Mike Tomlin is a wonderful coach for the Pittsburgh Steelers. He has just the right personality for the job. He opened his press conference on Tuesday by saying with a wry smirk, "Greetings from the non-bird contingent of the final four. It's nice to be here."
I think the conferences are slated to go no further than 40-45 minutes each Tuesday at noon. He starts getting a little agitated around the 12:28 mark just about every week. For the most part of the regular season, they are done by just after 12:30. I think I've watched them all this season on FSN Pittsburgh (DirecTV Ch. 659), what else does a man currently employed by life have to do on Tuesday while enjoying his lunch?
Anyway, this week about 12:35, some reporter I don't recognize (it was packed this week with a lot of non-regulars, thus longer than normal) asks about comments made by (un-named of course) veterans after the win over San Diego about him being a better coach in January of his second season as opposed to his rookie season last year and if he feels the same way about his performance? Tomlin has this nonsensical look in his face and replies rather tersely, "Frankly, I'm not interested in evaluating my own performance as a head coach, and I'm certainly not interested in discussing my players' evaluations of my job. It's my job to evaluate their performance just as there are others in this organization that evaluate mine!" By this point, he was kinda steamed and he wanted you to know it, but he did so without looking angry at all, and the room was busting up laughing. After a perfect pause, he finished it off with a great zinger to the reporter, "How's your editor doing (at his job)?"
I have read accounts that Tomlin does a crossword puzzle and the jumble daily. You can tell that he is a man of letters because he is great with the media each Tuesday. Tony Kornheiser heaped all kinds of praise on Tomlin during a Steelers Monday Night Football game earlier this season. Tomlin is humorous yet stern, candid yet reserved, confident in his team yet respectful of all their opponents. He's easy-going yet all-business, too. You can see why all kinds of players perform for him because he's so flexible, personality-wise. From my observation, he has this great presence on the sideline and locker room as well as in the media center.
I liked him the day the Steelers hired him and I grow to like him more and more as a coach with every passing game. I grow to like him more as a person with every passing press conference and interview. And this week, a brief flash of seemingly-unassuming footage just strengthened my fondness for Mike Tomlin.

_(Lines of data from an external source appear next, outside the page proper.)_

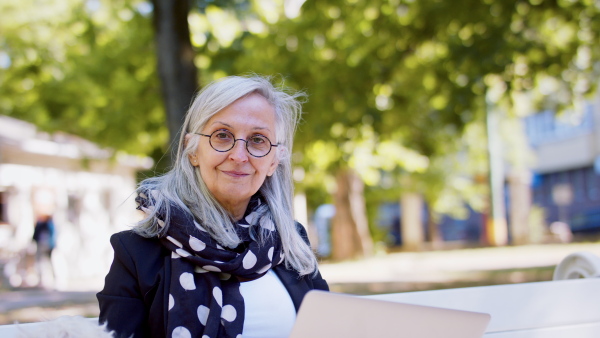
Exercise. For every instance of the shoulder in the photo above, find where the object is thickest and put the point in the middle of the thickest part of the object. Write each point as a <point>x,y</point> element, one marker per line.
<point>301,230</point>
<point>131,244</point>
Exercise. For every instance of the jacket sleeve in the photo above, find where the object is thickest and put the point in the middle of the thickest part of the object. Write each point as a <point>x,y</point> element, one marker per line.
<point>121,302</point>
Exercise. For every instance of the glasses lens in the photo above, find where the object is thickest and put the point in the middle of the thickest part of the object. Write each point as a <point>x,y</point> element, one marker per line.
<point>258,145</point>
<point>222,140</point>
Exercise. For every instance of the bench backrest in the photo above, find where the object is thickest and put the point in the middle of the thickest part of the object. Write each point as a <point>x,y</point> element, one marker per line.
<point>566,308</point>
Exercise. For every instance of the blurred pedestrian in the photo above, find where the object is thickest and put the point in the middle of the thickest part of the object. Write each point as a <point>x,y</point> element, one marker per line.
<point>44,236</point>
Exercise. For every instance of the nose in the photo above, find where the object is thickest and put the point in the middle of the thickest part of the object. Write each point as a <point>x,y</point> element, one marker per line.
<point>239,153</point>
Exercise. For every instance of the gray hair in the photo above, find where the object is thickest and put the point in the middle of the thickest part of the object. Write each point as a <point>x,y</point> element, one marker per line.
<point>183,184</point>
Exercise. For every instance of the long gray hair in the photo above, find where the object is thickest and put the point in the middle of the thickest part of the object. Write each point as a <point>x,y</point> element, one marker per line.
<point>183,185</point>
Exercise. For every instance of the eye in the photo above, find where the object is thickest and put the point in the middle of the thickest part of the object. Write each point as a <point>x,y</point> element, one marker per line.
<point>222,135</point>
<point>258,140</point>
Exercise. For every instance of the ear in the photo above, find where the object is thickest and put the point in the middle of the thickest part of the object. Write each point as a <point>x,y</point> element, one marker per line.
<point>192,156</point>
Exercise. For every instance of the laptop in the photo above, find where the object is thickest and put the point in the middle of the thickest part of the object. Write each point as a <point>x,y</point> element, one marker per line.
<point>331,315</point>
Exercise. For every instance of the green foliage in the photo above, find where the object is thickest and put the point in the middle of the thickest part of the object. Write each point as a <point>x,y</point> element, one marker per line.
<point>393,81</point>
<point>83,67</point>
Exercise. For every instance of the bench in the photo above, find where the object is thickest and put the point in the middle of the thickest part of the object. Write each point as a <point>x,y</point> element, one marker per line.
<point>568,306</point>
<point>555,309</point>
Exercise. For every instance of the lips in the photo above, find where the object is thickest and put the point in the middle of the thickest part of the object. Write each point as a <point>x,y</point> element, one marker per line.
<point>235,173</point>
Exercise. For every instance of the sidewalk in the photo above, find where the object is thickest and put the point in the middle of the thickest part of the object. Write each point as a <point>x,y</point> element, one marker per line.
<point>396,272</point>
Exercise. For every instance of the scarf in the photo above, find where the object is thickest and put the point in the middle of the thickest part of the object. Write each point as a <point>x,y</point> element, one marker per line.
<point>204,294</point>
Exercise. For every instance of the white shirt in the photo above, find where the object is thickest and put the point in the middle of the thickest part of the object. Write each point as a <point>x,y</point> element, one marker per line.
<point>269,310</point>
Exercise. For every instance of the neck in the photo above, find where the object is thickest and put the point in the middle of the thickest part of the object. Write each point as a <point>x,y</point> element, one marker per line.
<point>236,210</point>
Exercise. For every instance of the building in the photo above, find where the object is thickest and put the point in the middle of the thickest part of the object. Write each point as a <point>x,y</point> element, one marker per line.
<point>566,180</point>
<point>87,189</point>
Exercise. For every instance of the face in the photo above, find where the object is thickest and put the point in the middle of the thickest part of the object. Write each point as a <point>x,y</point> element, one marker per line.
<point>235,175</point>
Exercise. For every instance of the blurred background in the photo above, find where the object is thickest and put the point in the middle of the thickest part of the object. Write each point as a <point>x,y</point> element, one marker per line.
<point>465,128</point>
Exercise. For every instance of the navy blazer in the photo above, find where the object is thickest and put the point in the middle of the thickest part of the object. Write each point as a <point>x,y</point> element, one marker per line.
<point>136,290</point>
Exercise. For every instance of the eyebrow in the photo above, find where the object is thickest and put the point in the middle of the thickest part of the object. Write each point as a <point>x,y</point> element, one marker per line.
<point>230,126</point>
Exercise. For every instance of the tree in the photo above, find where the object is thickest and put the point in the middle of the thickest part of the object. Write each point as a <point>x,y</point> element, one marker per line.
<point>86,68</point>
<point>179,80</point>
<point>418,72</point>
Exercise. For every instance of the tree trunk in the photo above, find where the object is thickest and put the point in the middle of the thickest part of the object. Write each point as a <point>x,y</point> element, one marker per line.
<point>350,230</point>
<point>175,62</point>
<point>520,206</point>
<point>411,217</point>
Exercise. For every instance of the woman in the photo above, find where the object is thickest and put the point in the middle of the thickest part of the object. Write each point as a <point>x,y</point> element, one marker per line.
<point>218,254</point>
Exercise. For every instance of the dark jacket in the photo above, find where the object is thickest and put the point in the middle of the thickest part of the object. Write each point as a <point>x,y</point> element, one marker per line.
<point>136,290</point>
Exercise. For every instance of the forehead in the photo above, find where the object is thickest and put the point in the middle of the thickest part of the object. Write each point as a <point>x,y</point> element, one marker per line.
<point>252,111</point>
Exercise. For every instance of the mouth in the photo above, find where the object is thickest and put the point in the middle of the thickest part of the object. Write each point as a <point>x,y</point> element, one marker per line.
<point>236,174</point>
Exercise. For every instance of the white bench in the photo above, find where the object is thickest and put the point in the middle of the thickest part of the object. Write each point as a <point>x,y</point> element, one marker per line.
<point>562,308</point>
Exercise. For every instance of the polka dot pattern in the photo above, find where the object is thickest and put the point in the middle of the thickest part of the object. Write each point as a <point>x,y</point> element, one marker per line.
<point>196,244</point>
<point>181,332</point>
<point>203,312</point>
<point>249,260</point>
<point>202,272</point>
<point>186,280</point>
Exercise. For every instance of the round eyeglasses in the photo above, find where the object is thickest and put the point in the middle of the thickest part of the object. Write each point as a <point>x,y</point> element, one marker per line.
<point>222,140</point>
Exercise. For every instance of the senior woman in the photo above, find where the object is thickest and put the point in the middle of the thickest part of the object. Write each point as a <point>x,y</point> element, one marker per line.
<point>218,253</point>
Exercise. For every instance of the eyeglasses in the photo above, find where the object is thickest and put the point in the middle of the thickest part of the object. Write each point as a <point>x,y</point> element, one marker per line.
<point>222,140</point>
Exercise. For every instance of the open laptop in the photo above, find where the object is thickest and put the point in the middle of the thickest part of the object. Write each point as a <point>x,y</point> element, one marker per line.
<point>331,315</point>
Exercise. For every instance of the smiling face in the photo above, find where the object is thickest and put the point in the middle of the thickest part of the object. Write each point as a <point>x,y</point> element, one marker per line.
<point>235,175</point>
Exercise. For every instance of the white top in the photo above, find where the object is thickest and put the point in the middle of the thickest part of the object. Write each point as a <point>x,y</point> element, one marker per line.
<point>269,310</point>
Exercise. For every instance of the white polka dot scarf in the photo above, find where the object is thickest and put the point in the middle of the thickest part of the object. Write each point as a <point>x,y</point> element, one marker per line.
<point>204,295</point>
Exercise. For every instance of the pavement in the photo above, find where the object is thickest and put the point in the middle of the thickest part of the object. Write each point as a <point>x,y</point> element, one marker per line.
<point>383,273</point>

On Showtime's Inside the NFL this week, they opened the segment of highlights from the Steelers-Chargers AFC Divisional Playoff game with an NFL Films-shot from the 50 yd.-line; camera on the ground looking up right at Coach Tomlin, before kickoff and just after the team had charged, no pun intended, onto a frozen Heinz Field. He turned around both to face and take in the frenzied crowd; he breathed in the cold air enhanced by falling snow in the twilight. If October's brown-dead ivy in Wrigley Field is the visual symbol to Cubs fans that it's the postseason taking place now, then the falling snow beneath a January steel-grey sky against a Heinz Field backdrop is the same to sons and daughters of Western Pennsylvania. Last Sunday's snowflakes sparkled between tens of thousands of gold towels waving above tens of thousands of gold seats that would go practically unused throughout the game.
As Mike Tomlin appreciated this moment, he didn't gesture or play to the crowd--he isn't Ray Lewis and this isn't Baltimore. He just smiled proudly, then turned back to face the field, almost like a conductor would face his orchestra after greeting the audience, then the Head Coach took a deep breath and donned his headset. Another professional football postseason was about to begin at the confluence, and all seemed right in Pittsburgh.